Many business sellers, with significant depreciable assets, however, miss a very important issue in transaction structure. They think that they have done everything possible to reduce their taxes because they are an S Corp and do not fight for a stock sale. This incorrect assumption could cost tens of thousands or even hundreds of thousands in after tax proceeds because of depreciation recapture. If your business is heavily equipment intensive and you have naturally taken depreciation, you are subject to depreciation recapture if you do an asset sale of your S Corp.
Let's say that your assets consisting of operating equipment plus office equipment is on the books with accumulated depreciation of, for example, $2,000,000. Then this depreciation that you received as a tax benefit is recaptured in your asset sale and treated as ordinary income for tax purposes.
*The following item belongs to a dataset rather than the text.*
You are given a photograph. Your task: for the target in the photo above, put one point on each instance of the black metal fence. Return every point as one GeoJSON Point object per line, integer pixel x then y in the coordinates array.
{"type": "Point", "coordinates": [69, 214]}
This will most likely push the seller up to the maximum individual tax rate for this portion of transaction value.
If the sale had been a stock sale of the S Corp, there would be no depreciation recapture and the entire gain would be at the individual long-term capital gain rate of the seller. For discussion purposes, let's say your personal income tax rate were 30%, then the asset sale would cause you to pay an additional 15% (difference between personal income tax rate and long term capital gain rate) on the recapture amount of $2,000,000. You would realize $300,000 in additional after tax proceeds by structuring the sale as a stock sale.
So, if your business is an S Corp or an LLC, you have taken the most important step in maximizing your after tax proceeds from your eventual business sale. The next most important step is to get a premium from an asset buyer over a stock buyer to compensate you for after tax proceeds based on depreciation recapture.
Given the impact of taxes in the sale of your business, it is a very sound idea to get your tax accountant involved in the planning process before you start getting offers. You need to be able to compare the different proposals with an eye towards after tax proceeds.